"Candi itu ada 14 pancuran, 7 laki dan 7 perempuan. Itu artinya dalam Bahasa Jawa tujuh itu 'pitu'. Kalau orang jaman dulu 'pitu' maksudnya adalah 'pitulungan' yang artinya penolong," kata Wahyu.

Candi Donotirto brilio.net

foto: brilio.net/Anindya Kurnia

Wahyu juga menceritakan kisah dibangunnya Candi Donotirto yang merupakan hasil negosiasi antara Sri Sultan Hamengku Buwono ke VII dengan penjajah Belanda, guna memudahkan masyarakat untuk memenuhi kebutuhan sehari-hari. Namun ternyata, Candi Donotirto tak hanya sebagai sumber air warga, tetapi juga menjadi tempat menghindari kerja paksa zaman penjajahan.

Candi Donotirto dimaksudkan agar masyarakat senantiasa memperoleh kedamaian dan kesejahteraan dalam hidupnya. Karena memperoleh aliran sungai yang melewati Masjid Agung Kauman, Alun-alun Utara, dan ke arah selatan Tamansari hingga bermuara menuju laut selatan.

"Jadi dibangun oleh Sri Sultan sebagai bentuk kepedulian terhadap warga. Karena pada zaman itu masih masa penjajahan. Warga banyak yang kesulitan mendapatkan air untuk mandi dan cuci. Area sini dulu ada kali besar, namun oleh penjajah tidak boleh digunakan oleh masyarakat. Jadi disebut kali larangan. Kali larangan sendiri merupakan sumber air yang berasal dari aliran sungai Buntung dari Gunung Merapi," jelas Wahyu.

Candi Donotirto brilio.net

foto: brilio.net/Anindya Kurnia

Kata Wahyu, dulunya Candi Donotirto memiliki bangunan pendek, namun mengalami pemugaran oleh Sri Sultan Hamengku Buwono ke IX menjadi lebih tinggi. Hal ini dimaksudkan agar saat warga sedang melakukan hajat di Candi Donotirto tidak terlihat dari jalan. Karena seperti yang diketahui bahwa Candi Donotirto berada lebih rendah dari jalan utama.

Selain itu, Candi Donotirto juga memiliki keistimewaan, yaitu airnya yang tak pernah surut meskipun musim kemarau panjang. Hal ini diungkapkan oleh Yoes Koesdarto, yang sudah mengelola Candi Donotirto sejak 2005.

"Malah jernih pas musim kemarau. Nah, pas musim hujan malah jadi agak keruh karena kan saluran airnya banjir," katanya.

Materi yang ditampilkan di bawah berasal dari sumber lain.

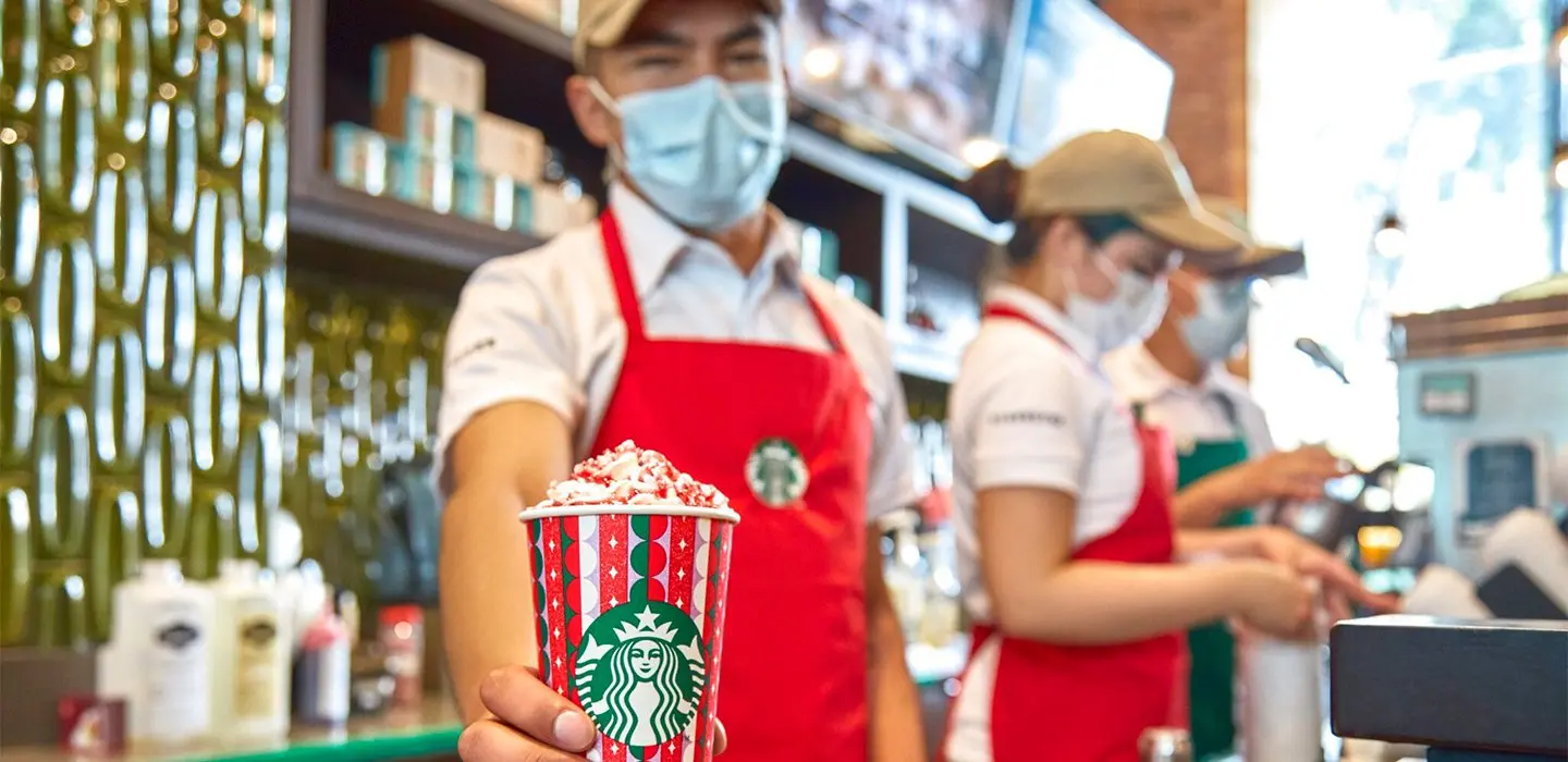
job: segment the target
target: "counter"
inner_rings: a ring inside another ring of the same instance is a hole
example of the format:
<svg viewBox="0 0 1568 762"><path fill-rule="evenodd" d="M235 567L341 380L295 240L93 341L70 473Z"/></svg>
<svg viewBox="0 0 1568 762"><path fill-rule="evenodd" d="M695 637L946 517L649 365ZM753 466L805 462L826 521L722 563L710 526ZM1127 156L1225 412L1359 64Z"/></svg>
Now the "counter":
<svg viewBox="0 0 1568 762"><path fill-rule="evenodd" d="M296 728L284 742L188 746L168 751L136 749L110 762L372 762L450 757L456 754L463 724L447 699L431 699L419 709L353 720L347 728ZM105 762L105 757L69 754L55 748L5 749L6 762Z"/></svg>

Candi Donotirto brilio.net

foto: brilio.net/Anindya Kurnia

Yoes juga mengatakan Candi Donotirto merupakan pemandian umum, namun tak mematok biaya. Hanya saja, disediakan kotak tempat infak bagi yang ingin membayar secara sukarela.

"Nggak bayar disini, cuma bayar seikhlasnya. Uangnya untuk pemeliharaan, kebersihan, sama perawatan saja," lanjut Yoes.

Karena keistimewaannya itu, Candi Donotirto didaftarkan sebagai BCB (Bangunan Cagar Budaya) sejak 2015. Ini bertujuan untuk mengamankan, menjaga, dan melestarikan bangunan peninggalan sejarah di kota Yogyakarta. Tak hanya itu saja, Candi Donotirto juga menjadi tempat sejarah yang digunakan warga sekitar untuk melaksanakan ritual budaya setiap tanggal 8 Suro.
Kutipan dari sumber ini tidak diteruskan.